Pherecydes’ approach could be more financially viable than current methods of administering phase therapy to patients because the company’s phages are produced in large batches, and so can be given to any patient with a similar strain.
“We have developed the concept of precision phage therapy whereby patients are treated with phages that are active on their bacterial strain,” explained Guy-Charles Fanneau De La Horie, former CEO of Pherecydes.
“This can be achieved in less than 48 hours, and fits with the current modus operandi of the hospitals,” De La Horie continued. “Our phages have been administered intravenously to patients with no reported side effects.”
The continued emergence of new technologies like CRISPR may well eventually lead to even more futuristic applications of phage therapy. One idea being researched by academics in the U.S. is to use CRISPR-Cas9 as a way of genetically engineering phages so they have a much wider range of preferred bacteria to munch on. The concept seems promising, although as De La Horie points out, getting such a product licensed by regulators would be a challenge.
“The product to be administered to patients would be a genetically-modified organism and we believe it would be a real challenge in Europe to get that authorized,” he explained.
In addition, an increasing number of scientists are now researching the microbiome and the role of certain bacterial species within the gut in contributing towards various disorders.

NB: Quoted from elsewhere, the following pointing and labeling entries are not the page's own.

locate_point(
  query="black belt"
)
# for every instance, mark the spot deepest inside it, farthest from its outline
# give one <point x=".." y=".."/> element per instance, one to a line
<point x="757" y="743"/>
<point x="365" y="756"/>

BiomX believes there could be a role for phage therapy in tackling some of the underlying causes of chronic disease, particularly as more of these gut microbiota species are identified.
BiomX is collaborating with a group of academics at Keio University in Tokyo that has identified specific strains of a bacteria called Klebsiella pneumonia as playing a pivotal role in inflammatory bowel disease. By inducing an inflammatory response, the team has been able to develop a phage cocktail targeting these bacteria. This cocktail showed promising safety results in a phase Ia trial, as well as showing the phage was delivered successfully to the lower gastrointestinal tract.
However, one of the key issues facing all biotechs developing phage therapies is one of financing. De La Horie points out that the economics of developing therapeutics for bacterial infections is challenging. Many companies that brought new antibiotics to the market in the past decade have gone bankrupt, such as the US companies Melinta Therapeutics and Achaogen.
De La Horie believes that ultimately governmental intervention is required to ensure that producing a pipeline of antimicrobial therapies remains financially viable.
“With phages, there is clearly a need for such treatments,” he emphasized. “The sooner they will be on the market, the better for patients who can benefit from them. We do receive frequent requests from French hospitals for such treatments, which demonstrates the need.”
There are some signs that governments are listening to the calls for change in how we tackle antibiotic resistance. Earlier this year, the U.K. began a program where companies that commercialize antibiotics are paid in a subscription model, rather than only when the antibiotics are used. The first beneficiaries of the model were two new antibiotics made by Pfizer and Shionogi.
If policies like that of the UK succeed, this could show promise for the future of companies developing other solutions to the superbug crisis, including phage therapies.